Medical Negligence Experts Contacted By Patient After Inspection Highlights Issues In A Number Of Areas Including Maternity And Cancer Care
Specialist medical negligence lawyers at Irwin Mitchell have spoken of their concern after it emerged a Hospital Trust was ordered to urgently improve its maternity services.
Health watchdog the Care Quality Commission (CQC) has published a report following an unannounced inspection at Countess of Chester Hospital NHS Foundation Trust.
Inspectors found the Trust’s maternity unit was unsafe. It has told the Trust it needs to “make significant improvements in the quality and safety” of maternity services, a report into the inspection said. The CQC also raised concerns about a lack of staff and the suitability of equipment.
The findings form part of a wider inspection of the Trust which was first classed as requiring improvement back in 2019.
Specialist medical negligence lawyers at Irwin Mitchell have been contacted by a maternity patient concerned about the CQC recent findings.
The latest report comes after a damning report into maternity services at Shrewsbury and Telford NHS Trust Hospitals earlier this year found widespread issues at that Trust dating back nearly 20 years. The independent review led by former midwife Donna Ockenden made a series of recommendations for improving maternity services, not only in Shrewsbury and Telford but nationally.
Expert medical negligence lawyers at Irwin Mitchell have represented and continue to represent families affected by maternity care, including deaths and birth injuries at Trusts across the country, including in Sheffield, Shrewsbury and Telford as well as Nottingham.
Following the CQC’s inspection in Chester the legal experts are now calling on the Trust to ensure it upholds its pledge to improve safety and services.
Expert Opinion“Sadly this is yet another inspection where serious and worrying concerns have been raised about the standard of maternity care and, in this case, the wider Trust.
“We continue to see too many families whose lives have been devastated by issues with their care. While we welcome the Trust’s pledge to make improvements following the issues identified by the CQC, what’s happened at the Countess of Chester isn’t an isolated incident.
“Serious maternity failings connected to Shrewsbury and Telford NHS Trust Hospitals and concerns around services in East Kent, Nottingham, Sheffield, and more recently Basildon, all point to widespread deep-rooted problems on a national scale.
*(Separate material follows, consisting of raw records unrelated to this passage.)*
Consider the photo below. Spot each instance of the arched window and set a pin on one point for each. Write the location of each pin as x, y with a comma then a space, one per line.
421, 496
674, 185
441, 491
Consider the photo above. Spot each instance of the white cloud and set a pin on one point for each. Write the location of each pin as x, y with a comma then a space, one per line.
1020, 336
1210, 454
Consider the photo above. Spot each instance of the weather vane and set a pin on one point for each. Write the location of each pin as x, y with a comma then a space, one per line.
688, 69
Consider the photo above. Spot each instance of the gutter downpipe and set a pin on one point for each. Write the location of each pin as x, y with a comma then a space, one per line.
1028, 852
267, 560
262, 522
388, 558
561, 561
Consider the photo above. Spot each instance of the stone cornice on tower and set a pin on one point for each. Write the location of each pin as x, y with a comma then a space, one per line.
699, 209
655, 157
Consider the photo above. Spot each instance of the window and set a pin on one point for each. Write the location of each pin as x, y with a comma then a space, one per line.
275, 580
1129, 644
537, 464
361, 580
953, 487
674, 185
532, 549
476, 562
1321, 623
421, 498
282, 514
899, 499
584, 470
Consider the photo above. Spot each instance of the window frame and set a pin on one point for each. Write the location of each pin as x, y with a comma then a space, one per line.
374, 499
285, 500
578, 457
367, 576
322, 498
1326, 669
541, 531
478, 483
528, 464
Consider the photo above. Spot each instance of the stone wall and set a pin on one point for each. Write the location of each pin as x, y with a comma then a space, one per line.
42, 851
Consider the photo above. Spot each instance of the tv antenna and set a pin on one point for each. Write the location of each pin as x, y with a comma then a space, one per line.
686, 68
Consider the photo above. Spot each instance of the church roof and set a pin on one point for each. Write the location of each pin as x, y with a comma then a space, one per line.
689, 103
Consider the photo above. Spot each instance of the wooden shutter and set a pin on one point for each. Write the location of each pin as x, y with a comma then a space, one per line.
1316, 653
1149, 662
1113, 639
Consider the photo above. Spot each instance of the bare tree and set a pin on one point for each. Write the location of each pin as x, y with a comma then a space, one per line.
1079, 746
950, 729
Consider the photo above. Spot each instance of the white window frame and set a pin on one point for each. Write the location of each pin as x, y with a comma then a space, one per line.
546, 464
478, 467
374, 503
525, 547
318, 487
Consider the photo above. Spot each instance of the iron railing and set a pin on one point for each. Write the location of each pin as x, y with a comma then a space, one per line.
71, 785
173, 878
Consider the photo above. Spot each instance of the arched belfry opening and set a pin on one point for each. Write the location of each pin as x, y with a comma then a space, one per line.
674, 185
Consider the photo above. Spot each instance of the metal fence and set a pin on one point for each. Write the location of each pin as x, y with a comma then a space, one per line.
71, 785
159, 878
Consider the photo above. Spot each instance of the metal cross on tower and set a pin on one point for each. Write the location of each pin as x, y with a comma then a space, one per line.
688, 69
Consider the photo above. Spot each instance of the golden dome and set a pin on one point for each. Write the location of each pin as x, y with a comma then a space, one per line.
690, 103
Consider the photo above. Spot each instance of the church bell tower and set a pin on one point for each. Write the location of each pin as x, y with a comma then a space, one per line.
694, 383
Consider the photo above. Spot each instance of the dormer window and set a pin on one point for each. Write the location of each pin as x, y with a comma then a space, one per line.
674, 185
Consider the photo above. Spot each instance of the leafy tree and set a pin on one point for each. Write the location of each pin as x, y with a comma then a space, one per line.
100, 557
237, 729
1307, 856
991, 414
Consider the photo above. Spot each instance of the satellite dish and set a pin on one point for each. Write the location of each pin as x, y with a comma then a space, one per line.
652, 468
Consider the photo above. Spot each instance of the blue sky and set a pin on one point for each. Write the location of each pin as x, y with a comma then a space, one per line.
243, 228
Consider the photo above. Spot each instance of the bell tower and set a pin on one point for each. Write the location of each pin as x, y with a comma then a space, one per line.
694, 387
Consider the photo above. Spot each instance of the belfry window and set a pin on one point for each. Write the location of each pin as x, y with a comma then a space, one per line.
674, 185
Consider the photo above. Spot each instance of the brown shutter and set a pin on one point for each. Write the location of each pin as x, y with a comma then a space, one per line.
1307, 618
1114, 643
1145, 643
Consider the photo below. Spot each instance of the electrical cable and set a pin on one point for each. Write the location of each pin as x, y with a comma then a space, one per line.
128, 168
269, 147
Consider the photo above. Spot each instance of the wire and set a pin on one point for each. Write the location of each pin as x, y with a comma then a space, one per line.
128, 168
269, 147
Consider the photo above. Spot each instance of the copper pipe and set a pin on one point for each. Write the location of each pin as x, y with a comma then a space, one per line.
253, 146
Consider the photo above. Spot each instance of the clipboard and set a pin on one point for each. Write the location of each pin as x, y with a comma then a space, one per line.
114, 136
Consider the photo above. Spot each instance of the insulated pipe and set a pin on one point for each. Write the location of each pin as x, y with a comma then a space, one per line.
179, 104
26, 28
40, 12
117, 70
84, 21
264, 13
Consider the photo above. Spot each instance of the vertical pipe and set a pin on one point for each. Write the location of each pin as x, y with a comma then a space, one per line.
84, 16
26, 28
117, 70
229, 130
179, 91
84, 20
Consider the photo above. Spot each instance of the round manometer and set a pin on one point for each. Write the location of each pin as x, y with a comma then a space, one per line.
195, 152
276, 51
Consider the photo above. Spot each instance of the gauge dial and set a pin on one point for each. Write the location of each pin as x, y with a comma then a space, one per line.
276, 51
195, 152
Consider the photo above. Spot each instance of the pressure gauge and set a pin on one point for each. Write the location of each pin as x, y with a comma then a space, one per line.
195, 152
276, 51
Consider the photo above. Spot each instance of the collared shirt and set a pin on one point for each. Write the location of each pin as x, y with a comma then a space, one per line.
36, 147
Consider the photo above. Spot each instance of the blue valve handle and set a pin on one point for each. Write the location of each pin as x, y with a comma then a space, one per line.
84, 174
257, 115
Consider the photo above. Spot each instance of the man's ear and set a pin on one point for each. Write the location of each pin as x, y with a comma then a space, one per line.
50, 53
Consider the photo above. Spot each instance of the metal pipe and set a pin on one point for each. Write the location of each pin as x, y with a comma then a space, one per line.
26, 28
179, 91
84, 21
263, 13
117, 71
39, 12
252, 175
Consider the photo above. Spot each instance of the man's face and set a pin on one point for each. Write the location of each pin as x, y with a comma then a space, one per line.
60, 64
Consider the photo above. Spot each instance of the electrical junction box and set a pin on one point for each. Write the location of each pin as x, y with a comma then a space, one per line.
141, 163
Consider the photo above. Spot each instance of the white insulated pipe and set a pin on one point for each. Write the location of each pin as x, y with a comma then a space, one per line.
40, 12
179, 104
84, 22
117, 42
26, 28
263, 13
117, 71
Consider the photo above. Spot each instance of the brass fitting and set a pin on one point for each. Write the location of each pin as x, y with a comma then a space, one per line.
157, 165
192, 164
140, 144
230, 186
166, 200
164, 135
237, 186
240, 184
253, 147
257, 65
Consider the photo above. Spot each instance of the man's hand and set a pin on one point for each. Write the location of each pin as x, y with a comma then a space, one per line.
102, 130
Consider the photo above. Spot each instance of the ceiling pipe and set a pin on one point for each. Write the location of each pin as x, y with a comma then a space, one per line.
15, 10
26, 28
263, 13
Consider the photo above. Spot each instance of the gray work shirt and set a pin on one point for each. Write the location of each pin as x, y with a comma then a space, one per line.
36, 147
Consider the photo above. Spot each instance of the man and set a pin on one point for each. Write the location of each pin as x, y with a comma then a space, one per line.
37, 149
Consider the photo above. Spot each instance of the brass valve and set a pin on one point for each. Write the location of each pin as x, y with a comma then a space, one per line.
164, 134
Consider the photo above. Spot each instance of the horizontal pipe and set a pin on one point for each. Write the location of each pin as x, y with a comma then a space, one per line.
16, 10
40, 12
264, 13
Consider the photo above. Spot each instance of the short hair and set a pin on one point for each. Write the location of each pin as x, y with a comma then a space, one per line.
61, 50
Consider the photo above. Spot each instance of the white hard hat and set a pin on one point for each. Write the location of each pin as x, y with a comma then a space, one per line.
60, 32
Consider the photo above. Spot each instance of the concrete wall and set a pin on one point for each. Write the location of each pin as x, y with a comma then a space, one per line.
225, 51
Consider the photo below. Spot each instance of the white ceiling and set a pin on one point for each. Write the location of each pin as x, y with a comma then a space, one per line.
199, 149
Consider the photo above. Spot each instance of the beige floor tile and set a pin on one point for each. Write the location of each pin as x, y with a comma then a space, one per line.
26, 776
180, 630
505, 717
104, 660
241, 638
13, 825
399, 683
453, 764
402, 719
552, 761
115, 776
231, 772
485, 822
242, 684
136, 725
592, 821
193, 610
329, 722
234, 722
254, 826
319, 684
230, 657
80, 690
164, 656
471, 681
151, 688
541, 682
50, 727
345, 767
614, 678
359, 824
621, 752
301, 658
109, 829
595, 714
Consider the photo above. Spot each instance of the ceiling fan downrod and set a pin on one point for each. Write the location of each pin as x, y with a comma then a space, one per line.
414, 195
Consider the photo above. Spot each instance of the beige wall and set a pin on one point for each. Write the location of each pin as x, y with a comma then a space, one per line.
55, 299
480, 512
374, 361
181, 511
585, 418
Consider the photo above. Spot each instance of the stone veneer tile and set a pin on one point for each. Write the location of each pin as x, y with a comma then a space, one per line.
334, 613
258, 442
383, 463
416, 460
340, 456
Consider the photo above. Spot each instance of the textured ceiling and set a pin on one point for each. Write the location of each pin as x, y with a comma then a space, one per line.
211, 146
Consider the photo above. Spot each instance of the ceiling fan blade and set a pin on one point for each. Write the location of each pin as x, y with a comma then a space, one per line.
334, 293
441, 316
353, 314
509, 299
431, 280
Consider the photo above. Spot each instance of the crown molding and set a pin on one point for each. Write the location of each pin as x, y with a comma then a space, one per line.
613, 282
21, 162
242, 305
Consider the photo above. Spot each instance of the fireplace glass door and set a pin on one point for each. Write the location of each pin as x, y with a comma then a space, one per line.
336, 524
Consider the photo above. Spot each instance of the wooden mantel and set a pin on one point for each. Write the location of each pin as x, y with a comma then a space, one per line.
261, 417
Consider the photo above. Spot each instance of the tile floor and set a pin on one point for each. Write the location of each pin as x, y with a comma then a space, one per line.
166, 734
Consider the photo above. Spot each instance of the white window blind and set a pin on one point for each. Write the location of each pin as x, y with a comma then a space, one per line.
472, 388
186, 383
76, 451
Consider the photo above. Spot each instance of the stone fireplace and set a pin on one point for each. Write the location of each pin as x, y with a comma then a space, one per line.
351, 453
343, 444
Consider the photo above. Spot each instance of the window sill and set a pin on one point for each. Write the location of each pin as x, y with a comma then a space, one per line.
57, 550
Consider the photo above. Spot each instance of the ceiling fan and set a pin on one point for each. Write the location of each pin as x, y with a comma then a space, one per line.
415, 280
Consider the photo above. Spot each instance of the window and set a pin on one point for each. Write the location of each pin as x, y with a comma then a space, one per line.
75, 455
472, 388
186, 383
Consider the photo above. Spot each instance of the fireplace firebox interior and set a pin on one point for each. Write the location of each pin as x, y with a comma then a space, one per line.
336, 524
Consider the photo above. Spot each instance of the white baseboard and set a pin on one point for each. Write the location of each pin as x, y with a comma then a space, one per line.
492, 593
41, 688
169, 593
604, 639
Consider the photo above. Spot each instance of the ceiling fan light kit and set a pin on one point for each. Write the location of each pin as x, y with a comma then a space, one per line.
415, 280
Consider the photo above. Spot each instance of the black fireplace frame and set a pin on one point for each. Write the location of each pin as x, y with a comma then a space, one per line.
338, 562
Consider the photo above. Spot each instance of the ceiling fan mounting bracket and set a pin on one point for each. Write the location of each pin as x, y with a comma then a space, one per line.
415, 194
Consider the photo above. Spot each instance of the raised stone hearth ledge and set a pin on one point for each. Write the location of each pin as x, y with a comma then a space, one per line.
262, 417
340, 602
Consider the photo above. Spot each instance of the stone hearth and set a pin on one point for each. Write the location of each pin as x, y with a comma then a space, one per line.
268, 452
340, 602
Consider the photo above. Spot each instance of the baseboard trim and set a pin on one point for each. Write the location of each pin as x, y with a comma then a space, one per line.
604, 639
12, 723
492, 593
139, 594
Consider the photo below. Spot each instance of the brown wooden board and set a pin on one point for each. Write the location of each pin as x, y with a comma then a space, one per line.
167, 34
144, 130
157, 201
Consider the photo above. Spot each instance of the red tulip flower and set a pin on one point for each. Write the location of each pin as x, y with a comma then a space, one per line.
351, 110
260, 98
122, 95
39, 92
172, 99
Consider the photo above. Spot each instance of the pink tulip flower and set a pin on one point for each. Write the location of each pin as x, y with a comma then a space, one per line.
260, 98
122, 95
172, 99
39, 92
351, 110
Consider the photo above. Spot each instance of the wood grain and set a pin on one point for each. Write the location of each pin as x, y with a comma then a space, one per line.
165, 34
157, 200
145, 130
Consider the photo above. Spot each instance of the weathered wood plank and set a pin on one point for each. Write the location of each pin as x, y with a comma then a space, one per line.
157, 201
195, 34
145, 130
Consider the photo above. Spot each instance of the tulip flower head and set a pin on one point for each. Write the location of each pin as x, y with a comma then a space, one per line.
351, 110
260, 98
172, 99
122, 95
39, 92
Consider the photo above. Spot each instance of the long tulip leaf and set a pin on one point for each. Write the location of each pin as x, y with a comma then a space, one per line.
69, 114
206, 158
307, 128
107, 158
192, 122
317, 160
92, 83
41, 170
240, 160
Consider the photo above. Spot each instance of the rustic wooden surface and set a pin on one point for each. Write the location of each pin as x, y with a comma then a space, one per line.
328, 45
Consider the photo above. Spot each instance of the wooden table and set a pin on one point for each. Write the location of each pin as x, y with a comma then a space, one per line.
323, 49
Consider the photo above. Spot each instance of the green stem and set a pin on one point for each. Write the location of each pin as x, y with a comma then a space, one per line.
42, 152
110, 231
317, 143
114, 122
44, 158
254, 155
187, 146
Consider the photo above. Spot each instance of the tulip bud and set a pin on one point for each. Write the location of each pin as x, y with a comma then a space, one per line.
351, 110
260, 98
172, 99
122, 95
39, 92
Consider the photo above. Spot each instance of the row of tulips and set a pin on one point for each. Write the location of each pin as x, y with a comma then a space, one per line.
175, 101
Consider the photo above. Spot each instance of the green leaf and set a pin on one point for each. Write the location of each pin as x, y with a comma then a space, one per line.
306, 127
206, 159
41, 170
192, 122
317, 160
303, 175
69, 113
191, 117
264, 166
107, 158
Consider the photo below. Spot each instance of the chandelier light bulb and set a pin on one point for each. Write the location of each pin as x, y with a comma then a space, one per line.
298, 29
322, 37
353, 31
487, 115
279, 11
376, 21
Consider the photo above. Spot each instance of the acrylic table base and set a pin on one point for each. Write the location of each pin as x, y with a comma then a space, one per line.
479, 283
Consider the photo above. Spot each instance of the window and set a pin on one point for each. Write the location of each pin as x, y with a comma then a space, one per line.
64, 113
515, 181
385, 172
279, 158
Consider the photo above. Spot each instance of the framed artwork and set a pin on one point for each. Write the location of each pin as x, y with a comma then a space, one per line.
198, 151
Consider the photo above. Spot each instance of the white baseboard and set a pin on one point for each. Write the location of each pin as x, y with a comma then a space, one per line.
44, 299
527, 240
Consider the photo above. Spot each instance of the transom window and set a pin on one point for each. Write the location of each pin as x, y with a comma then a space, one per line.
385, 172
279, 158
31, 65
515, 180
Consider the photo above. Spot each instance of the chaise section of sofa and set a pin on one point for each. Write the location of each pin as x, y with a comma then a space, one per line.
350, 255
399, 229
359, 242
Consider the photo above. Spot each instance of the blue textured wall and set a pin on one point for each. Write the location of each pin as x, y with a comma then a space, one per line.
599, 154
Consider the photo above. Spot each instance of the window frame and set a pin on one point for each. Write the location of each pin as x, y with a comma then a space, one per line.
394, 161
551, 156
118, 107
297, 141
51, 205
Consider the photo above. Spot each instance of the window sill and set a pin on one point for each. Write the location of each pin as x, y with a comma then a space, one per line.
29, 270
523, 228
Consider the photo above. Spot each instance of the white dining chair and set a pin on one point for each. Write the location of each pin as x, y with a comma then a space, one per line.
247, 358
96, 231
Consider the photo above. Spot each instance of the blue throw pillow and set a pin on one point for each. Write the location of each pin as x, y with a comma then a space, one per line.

“Understandably many patients who have been treated at the Countess of Chester are questioning the standard of care they received. We’re supporting a patient who has contacted us with concerns and no doubt many others will have further questions and concerns. It’s vital that families receive the care and support they need to get through this worrying time.”
“In the meantime we continue to support those we represent and are determined to provide them with the answers they deserve. We also continue to campaign for improvements, particularly around maternity safety, demonstrated by our submission to the Health Committee’s Maternity Safety Call for Evidence.” Sarah Sharples - Senior Associate Solicitor
The CQC’s unannounced inspection of the Trust in February and March 2022 covered medical care, surgery, maternity care as well as urgent and emergency services.
Not enough staff with the correct qualifications or skills to keep women and babies safe as well as concerns over lack of vital equipment were among the issues identified in maternity.
Between April and November 2021 five patients treated by the trust suffered major haemorrhages after giving birth, resulting in unplanned hysterectomies.
The CQC found failings in relation to the Trust’s ability to investigate care afforded to patients and noted that not all five incidents were reported as serious or investigated and action plans weren’t completed quickly. In one case, a woman’s lifesaving surgery was delayed because there was no hysterectomy kit in that part of the hospital.
Wider the CQC found staff morale was low with some workers reporting a culture of bullying and discrimination. High waiting times were also highlighted, with only 13 per cent of patients showing symptoms of breast cancer being seen within two weeks – compared to the national target of 93 per cent.
The Trust said work was under way to address “key areas for further improvement.”